Target was not as aggressive on pricing food and other consumable items when they opened their first stores, but as they open more, they will probably invest more in price, said analyst Ken Perkins of Morningstar.
“So the price competition could become more aggressive down the road but Loblaw is a large company and they have enough scale to invest in prices,” Perkins said.
Loblaw shares have outperformed the broader Canada consumer staples index .GSPTTCS. While the index was up 9.35 percent in the April-June period, Loblaw shares rose 12.3 percent.
Loblaw’s net income in the second quarter rose to C$178 million ($173 million), or 63 Canadian cents per share.
Revenue rose 2 percent to C$7.52 billion.
Analysts on average had expected a profit of 58 Canadian cents per share on revenue of C$7.53 billion, according to Thomson Reuters I/B/E/S.
Sales at established stores, a key measure for retailers, rose 1 percent.
Operating margin was 4.3 percent in the quarter, compared with 3.9 percent a year earlier.
Loblaw this month announced a C$12.4 billion deal to buy Shoppers Drug Mart, Canada’s biggest pharmacy chain, to create a combined retail operation with more than C$42 billion in annual revenue.
This will give Loblaw increased exposure to pharmaceutical sales, which are expected to benefit from the aging of Canada’s population. It would also gain a foothold in the market for smaller stores serving dense urban neighborhoods.

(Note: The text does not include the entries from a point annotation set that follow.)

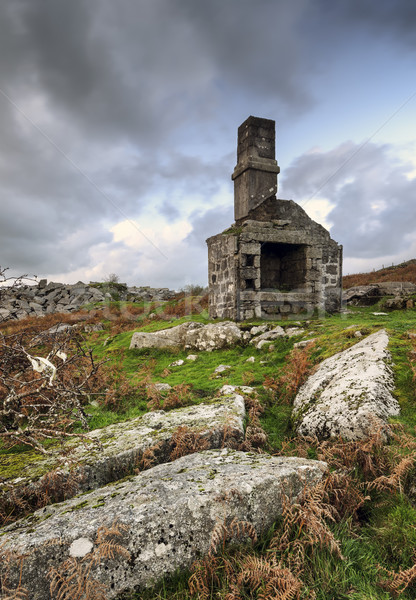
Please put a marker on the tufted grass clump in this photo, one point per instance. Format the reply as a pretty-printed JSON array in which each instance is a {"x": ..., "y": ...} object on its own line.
[{"x": 355, "y": 538}]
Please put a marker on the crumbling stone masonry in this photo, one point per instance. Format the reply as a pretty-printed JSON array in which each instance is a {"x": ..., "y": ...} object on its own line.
[{"x": 275, "y": 262}]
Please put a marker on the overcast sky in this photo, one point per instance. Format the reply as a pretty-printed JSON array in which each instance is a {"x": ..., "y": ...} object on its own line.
[{"x": 119, "y": 126}]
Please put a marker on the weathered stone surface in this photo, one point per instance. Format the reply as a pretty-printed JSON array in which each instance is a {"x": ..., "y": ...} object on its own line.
[
  {"x": 43, "y": 298},
  {"x": 274, "y": 262},
  {"x": 349, "y": 393},
  {"x": 366, "y": 295},
  {"x": 169, "y": 513},
  {"x": 213, "y": 336},
  {"x": 173, "y": 337},
  {"x": 190, "y": 335},
  {"x": 119, "y": 447}
]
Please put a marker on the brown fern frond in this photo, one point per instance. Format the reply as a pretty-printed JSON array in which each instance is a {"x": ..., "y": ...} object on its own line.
[
  {"x": 394, "y": 481},
  {"x": 203, "y": 577},
  {"x": 17, "y": 594},
  {"x": 218, "y": 536},
  {"x": 397, "y": 583},
  {"x": 72, "y": 581}
]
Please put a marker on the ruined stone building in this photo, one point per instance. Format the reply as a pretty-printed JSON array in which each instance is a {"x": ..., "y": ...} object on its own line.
[{"x": 275, "y": 262}]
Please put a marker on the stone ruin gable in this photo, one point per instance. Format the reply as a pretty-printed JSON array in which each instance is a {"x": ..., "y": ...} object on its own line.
[{"x": 275, "y": 262}]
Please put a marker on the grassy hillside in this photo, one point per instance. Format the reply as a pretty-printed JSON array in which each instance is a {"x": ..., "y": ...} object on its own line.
[
  {"x": 403, "y": 272},
  {"x": 355, "y": 536}
]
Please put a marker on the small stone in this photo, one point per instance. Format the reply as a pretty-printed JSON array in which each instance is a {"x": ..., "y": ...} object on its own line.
[
  {"x": 160, "y": 387},
  {"x": 304, "y": 343},
  {"x": 232, "y": 389},
  {"x": 258, "y": 329},
  {"x": 177, "y": 363},
  {"x": 222, "y": 368}
]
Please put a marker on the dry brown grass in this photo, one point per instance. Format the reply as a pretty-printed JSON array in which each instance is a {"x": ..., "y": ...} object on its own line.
[{"x": 404, "y": 272}]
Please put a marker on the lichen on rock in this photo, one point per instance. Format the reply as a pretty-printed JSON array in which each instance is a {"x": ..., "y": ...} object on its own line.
[
  {"x": 349, "y": 395},
  {"x": 167, "y": 514}
]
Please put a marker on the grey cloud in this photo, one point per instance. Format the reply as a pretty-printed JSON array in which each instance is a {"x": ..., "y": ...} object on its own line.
[
  {"x": 393, "y": 19},
  {"x": 374, "y": 201},
  {"x": 209, "y": 223}
]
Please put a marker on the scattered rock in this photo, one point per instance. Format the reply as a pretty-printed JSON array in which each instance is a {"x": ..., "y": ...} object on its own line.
[
  {"x": 190, "y": 335},
  {"x": 291, "y": 331},
  {"x": 268, "y": 336},
  {"x": 232, "y": 389},
  {"x": 304, "y": 343},
  {"x": 167, "y": 514},
  {"x": 258, "y": 329},
  {"x": 348, "y": 393},
  {"x": 18, "y": 302}
]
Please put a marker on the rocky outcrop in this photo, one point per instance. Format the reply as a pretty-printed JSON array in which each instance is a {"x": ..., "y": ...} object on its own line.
[
  {"x": 115, "y": 451},
  {"x": 367, "y": 295},
  {"x": 22, "y": 301},
  {"x": 349, "y": 394},
  {"x": 165, "y": 518},
  {"x": 190, "y": 335}
]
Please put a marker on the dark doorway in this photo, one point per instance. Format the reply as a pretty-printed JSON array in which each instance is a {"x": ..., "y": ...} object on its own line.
[{"x": 282, "y": 266}]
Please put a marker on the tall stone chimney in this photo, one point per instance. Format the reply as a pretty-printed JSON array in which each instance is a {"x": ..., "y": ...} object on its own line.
[{"x": 255, "y": 176}]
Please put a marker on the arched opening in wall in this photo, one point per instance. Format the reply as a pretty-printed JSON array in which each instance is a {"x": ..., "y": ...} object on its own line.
[{"x": 282, "y": 266}]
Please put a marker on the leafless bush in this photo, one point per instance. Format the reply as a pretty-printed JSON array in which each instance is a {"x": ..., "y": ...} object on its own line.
[{"x": 44, "y": 383}]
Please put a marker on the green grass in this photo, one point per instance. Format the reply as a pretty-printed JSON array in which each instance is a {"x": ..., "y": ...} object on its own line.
[{"x": 385, "y": 534}]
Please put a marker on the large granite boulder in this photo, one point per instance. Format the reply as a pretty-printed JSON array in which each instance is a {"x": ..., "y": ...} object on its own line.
[
  {"x": 165, "y": 518},
  {"x": 349, "y": 394},
  {"x": 115, "y": 451},
  {"x": 190, "y": 335}
]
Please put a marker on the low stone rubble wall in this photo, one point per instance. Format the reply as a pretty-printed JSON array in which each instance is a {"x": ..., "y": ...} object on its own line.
[{"x": 45, "y": 298}]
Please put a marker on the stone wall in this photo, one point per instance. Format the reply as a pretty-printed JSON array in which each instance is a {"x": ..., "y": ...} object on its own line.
[
  {"x": 274, "y": 269},
  {"x": 275, "y": 261},
  {"x": 222, "y": 276},
  {"x": 46, "y": 298}
]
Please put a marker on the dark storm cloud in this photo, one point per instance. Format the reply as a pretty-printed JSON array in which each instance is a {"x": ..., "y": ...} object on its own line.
[
  {"x": 209, "y": 223},
  {"x": 397, "y": 18},
  {"x": 143, "y": 97},
  {"x": 374, "y": 211}
]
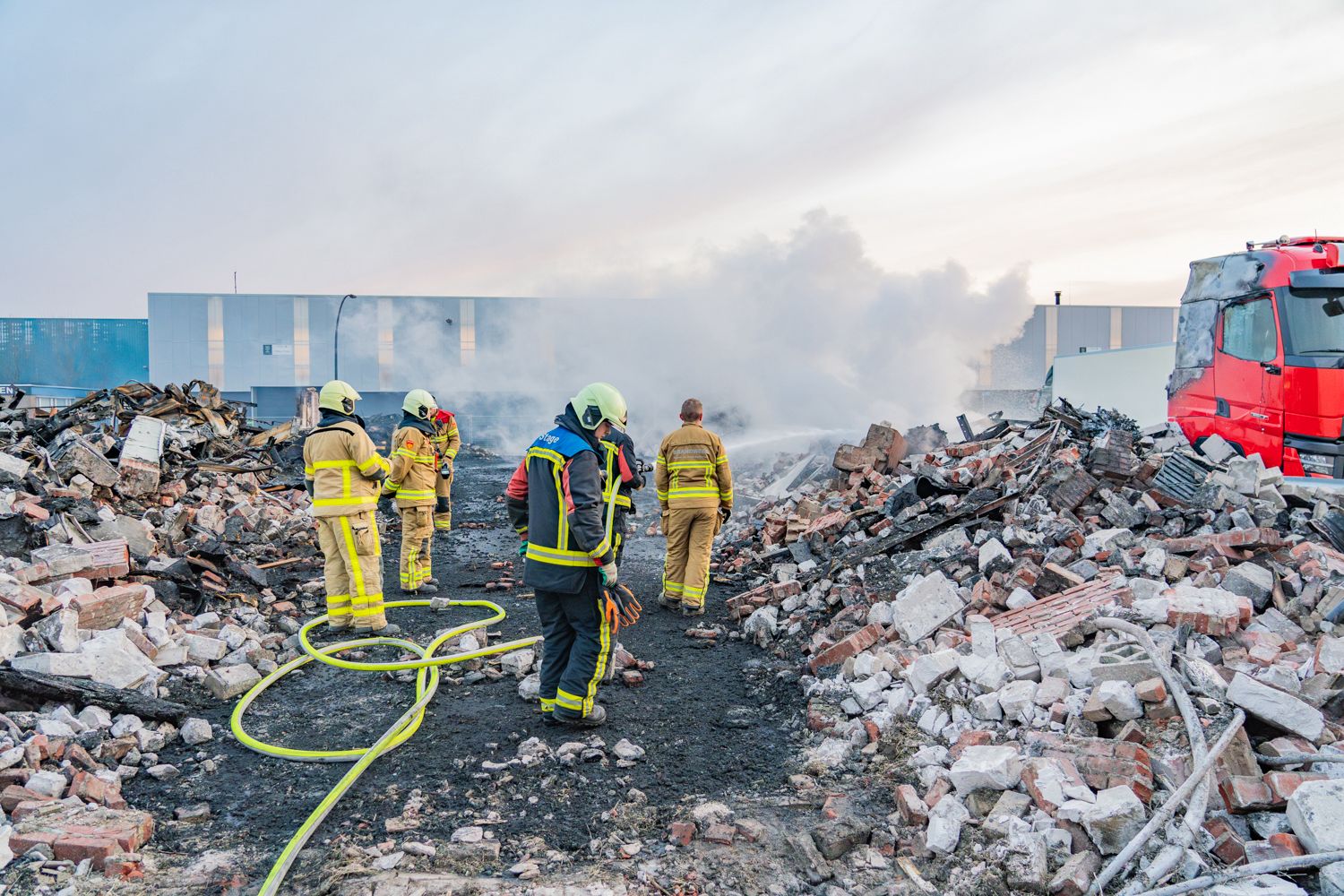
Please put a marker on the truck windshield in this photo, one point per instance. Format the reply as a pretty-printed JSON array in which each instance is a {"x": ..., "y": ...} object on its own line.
[{"x": 1314, "y": 323}]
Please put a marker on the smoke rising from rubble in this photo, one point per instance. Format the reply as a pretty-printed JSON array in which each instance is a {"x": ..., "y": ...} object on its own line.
[{"x": 779, "y": 335}]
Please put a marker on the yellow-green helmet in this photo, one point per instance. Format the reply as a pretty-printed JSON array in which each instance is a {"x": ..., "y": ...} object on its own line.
[
  {"x": 339, "y": 397},
  {"x": 599, "y": 402},
  {"x": 419, "y": 405}
]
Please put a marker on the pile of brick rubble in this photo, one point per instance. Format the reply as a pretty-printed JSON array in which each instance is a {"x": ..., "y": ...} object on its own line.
[
  {"x": 1021, "y": 632},
  {"x": 150, "y": 543}
]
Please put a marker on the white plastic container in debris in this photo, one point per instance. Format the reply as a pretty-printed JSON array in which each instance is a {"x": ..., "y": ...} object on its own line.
[{"x": 140, "y": 455}]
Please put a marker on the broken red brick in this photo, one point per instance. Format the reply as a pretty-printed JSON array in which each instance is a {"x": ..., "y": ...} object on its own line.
[
  {"x": 680, "y": 833},
  {"x": 108, "y": 606},
  {"x": 851, "y": 646},
  {"x": 78, "y": 848},
  {"x": 124, "y": 866},
  {"x": 1242, "y": 794},
  {"x": 1287, "y": 845},
  {"x": 913, "y": 810},
  {"x": 719, "y": 833},
  {"x": 1284, "y": 783},
  {"x": 1150, "y": 691}
]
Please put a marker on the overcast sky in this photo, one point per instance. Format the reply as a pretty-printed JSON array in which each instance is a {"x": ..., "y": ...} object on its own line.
[{"x": 443, "y": 148}]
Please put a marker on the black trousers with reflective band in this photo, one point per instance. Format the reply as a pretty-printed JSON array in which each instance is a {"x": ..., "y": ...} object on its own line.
[{"x": 578, "y": 648}]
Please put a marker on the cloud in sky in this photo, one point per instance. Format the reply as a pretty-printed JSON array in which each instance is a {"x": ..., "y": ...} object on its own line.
[{"x": 480, "y": 148}]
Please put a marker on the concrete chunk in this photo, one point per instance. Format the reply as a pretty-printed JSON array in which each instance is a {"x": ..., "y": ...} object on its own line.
[
  {"x": 1276, "y": 707},
  {"x": 228, "y": 683},
  {"x": 986, "y": 769},
  {"x": 1115, "y": 820},
  {"x": 1316, "y": 813},
  {"x": 945, "y": 821},
  {"x": 925, "y": 605},
  {"x": 113, "y": 659},
  {"x": 70, "y": 665},
  {"x": 930, "y": 669}
]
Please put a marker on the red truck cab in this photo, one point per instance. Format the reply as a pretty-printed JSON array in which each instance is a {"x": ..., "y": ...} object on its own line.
[{"x": 1260, "y": 354}]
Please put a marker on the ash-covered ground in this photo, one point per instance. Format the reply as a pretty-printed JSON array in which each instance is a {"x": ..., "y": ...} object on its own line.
[{"x": 715, "y": 718}]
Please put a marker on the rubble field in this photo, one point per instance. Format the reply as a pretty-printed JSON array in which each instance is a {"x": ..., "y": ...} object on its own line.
[
  {"x": 1054, "y": 657},
  {"x": 483, "y": 790}
]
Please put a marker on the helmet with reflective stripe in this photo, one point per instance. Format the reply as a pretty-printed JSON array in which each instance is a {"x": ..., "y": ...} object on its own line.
[
  {"x": 338, "y": 395},
  {"x": 419, "y": 405},
  {"x": 599, "y": 402}
]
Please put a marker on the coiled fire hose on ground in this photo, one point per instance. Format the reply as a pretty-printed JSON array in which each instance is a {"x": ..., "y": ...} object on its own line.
[{"x": 401, "y": 731}]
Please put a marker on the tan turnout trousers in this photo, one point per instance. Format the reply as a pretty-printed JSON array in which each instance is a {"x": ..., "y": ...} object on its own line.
[
  {"x": 417, "y": 532},
  {"x": 354, "y": 570},
  {"x": 685, "y": 575}
]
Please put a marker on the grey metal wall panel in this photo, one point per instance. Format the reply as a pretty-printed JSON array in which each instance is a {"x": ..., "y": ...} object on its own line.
[
  {"x": 1148, "y": 325},
  {"x": 177, "y": 338},
  {"x": 1083, "y": 328}
]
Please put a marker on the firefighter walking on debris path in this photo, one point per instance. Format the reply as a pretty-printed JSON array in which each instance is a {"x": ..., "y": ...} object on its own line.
[
  {"x": 414, "y": 485},
  {"x": 343, "y": 473},
  {"x": 556, "y": 504},
  {"x": 695, "y": 490},
  {"x": 446, "y": 441}
]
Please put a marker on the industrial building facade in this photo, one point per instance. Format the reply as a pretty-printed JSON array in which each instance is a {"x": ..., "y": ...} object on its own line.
[
  {"x": 239, "y": 341},
  {"x": 1011, "y": 375},
  {"x": 263, "y": 349},
  {"x": 54, "y": 360}
]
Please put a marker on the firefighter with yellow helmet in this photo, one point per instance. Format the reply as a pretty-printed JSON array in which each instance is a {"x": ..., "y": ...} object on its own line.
[
  {"x": 446, "y": 441},
  {"x": 343, "y": 473},
  {"x": 413, "y": 485},
  {"x": 554, "y": 501}
]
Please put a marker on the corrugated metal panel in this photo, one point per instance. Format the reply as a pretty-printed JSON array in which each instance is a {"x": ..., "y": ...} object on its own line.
[
  {"x": 1083, "y": 328},
  {"x": 86, "y": 352},
  {"x": 1148, "y": 325}
]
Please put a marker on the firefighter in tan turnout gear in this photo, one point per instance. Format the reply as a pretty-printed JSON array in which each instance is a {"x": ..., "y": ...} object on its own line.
[
  {"x": 413, "y": 485},
  {"x": 343, "y": 473},
  {"x": 695, "y": 490}
]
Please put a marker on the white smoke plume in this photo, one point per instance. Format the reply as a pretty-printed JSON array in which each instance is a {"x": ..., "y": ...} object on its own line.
[{"x": 793, "y": 335}]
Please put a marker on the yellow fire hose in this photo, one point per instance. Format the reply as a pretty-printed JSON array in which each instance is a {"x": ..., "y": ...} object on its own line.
[{"x": 426, "y": 683}]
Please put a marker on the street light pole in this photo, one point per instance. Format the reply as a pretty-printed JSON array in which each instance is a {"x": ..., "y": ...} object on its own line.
[{"x": 336, "y": 338}]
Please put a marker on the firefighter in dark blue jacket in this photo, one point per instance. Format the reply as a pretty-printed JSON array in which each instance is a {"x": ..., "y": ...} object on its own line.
[{"x": 556, "y": 504}]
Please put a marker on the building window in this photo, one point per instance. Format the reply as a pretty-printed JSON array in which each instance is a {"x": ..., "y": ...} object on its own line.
[
  {"x": 215, "y": 340},
  {"x": 303, "y": 367},
  {"x": 1249, "y": 331},
  {"x": 468, "y": 332}
]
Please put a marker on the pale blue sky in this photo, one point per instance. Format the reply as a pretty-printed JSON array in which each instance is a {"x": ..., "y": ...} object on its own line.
[{"x": 444, "y": 148}]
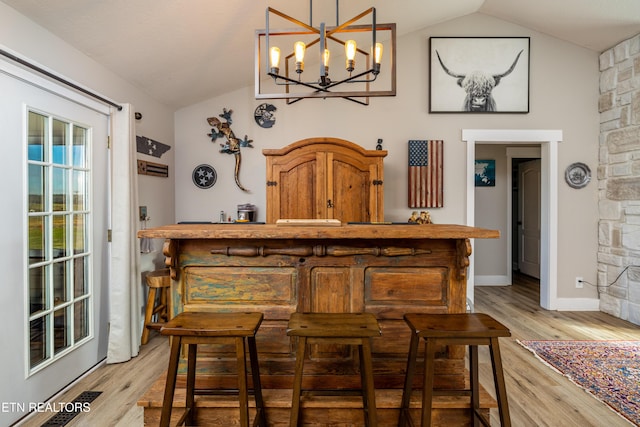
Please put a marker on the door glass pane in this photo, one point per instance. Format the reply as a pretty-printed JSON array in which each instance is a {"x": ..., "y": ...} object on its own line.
[
  {"x": 37, "y": 289},
  {"x": 60, "y": 233},
  {"x": 79, "y": 234},
  {"x": 59, "y": 142},
  {"x": 60, "y": 294},
  {"x": 59, "y": 189},
  {"x": 79, "y": 190},
  {"x": 60, "y": 330},
  {"x": 39, "y": 348},
  {"x": 59, "y": 176},
  {"x": 79, "y": 147},
  {"x": 80, "y": 274},
  {"x": 37, "y": 188},
  {"x": 37, "y": 233},
  {"x": 81, "y": 320},
  {"x": 37, "y": 132}
]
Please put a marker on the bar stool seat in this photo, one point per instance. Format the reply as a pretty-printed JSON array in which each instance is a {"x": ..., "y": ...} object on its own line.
[
  {"x": 470, "y": 329},
  {"x": 158, "y": 281},
  {"x": 335, "y": 328},
  {"x": 193, "y": 328}
]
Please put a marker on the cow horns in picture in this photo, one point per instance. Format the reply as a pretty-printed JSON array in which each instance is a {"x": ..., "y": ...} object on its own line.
[{"x": 478, "y": 85}]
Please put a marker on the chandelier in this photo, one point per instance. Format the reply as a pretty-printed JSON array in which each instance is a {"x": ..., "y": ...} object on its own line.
[{"x": 361, "y": 44}]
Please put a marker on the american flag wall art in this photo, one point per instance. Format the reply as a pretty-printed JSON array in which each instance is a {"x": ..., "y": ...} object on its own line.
[{"x": 425, "y": 174}]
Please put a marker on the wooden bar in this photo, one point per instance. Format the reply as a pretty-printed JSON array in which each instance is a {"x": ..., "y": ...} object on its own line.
[{"x": 384, "y": 269}]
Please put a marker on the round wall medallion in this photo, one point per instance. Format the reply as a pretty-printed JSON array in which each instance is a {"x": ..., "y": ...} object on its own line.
[
  {"x": 204, "y": 176},
  {"x": 264, "y": 115},
  {"x": 577, "y": 175}
]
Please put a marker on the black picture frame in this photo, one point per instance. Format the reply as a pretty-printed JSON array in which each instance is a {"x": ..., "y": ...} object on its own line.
[{"x": 459, "y": 66}]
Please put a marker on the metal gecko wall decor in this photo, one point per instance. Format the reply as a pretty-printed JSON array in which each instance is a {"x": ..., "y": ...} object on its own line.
[{"x": 232, "y": 146}]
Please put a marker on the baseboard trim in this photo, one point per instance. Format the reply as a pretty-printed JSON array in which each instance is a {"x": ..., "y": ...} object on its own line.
[
  {"x": 492, "y": 280},
  {"x": 577, "y": 304}
]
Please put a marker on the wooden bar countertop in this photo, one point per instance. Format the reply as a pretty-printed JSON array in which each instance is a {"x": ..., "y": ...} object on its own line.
[{"x": 344, "y": 231}]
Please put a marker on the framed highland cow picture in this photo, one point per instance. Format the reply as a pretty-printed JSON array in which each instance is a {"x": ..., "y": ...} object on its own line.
[{"x": 479, "y": 74}]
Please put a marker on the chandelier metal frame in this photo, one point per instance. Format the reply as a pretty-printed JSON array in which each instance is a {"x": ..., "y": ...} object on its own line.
[{"x": 323, "y": 87}]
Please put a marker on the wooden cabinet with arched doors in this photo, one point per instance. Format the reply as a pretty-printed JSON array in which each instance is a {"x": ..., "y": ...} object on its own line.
[{"x": 320, "y": 178}]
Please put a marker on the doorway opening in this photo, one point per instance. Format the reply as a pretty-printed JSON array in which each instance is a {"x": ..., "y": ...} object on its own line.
[
  {"x": 548, "y": 141},
  {"x": 525, "y": 216}
]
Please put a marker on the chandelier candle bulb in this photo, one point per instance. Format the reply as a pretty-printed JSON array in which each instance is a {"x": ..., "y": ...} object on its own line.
[
  {"x": 274, "y": 57},
  {"x": 350, "y": 52},
  {"x": 299, "y": 48}
]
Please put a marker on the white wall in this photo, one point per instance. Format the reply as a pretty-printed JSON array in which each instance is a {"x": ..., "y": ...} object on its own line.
[
  {"x": 28, "y": 40},
  {"x": 563, "y": 95}
]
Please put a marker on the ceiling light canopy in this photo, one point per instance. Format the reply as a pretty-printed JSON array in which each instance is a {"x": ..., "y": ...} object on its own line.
[{"x": 362, "y": 45}]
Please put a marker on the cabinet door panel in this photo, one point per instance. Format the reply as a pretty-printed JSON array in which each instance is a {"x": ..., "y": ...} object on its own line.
[
  {"x": 350, "y": 189},
  {"x": 298, "y": 192}
]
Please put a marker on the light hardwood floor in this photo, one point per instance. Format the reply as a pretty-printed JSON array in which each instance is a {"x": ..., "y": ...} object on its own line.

There are, however, some longer-term concerns about generic drug prices as Canada’s provinces and territories agreed in January to tighten caps on prices of six widely prescribed generic drugs to cut costs for private and government health programs.
The new rules mandate drugstores charge no more than 18 percent of the price of the brand-name equivalent, lower than the previous 25 percent to 40 percent cap. The rules kicked off on April 1.
Shoppers reported a slight increase in second-quarter profit last week as its shops filled more prescriptions.
Loblaw shares rose as much as 2 percent to C$49.08 on the Toronto Stock Exchange on Wednesday.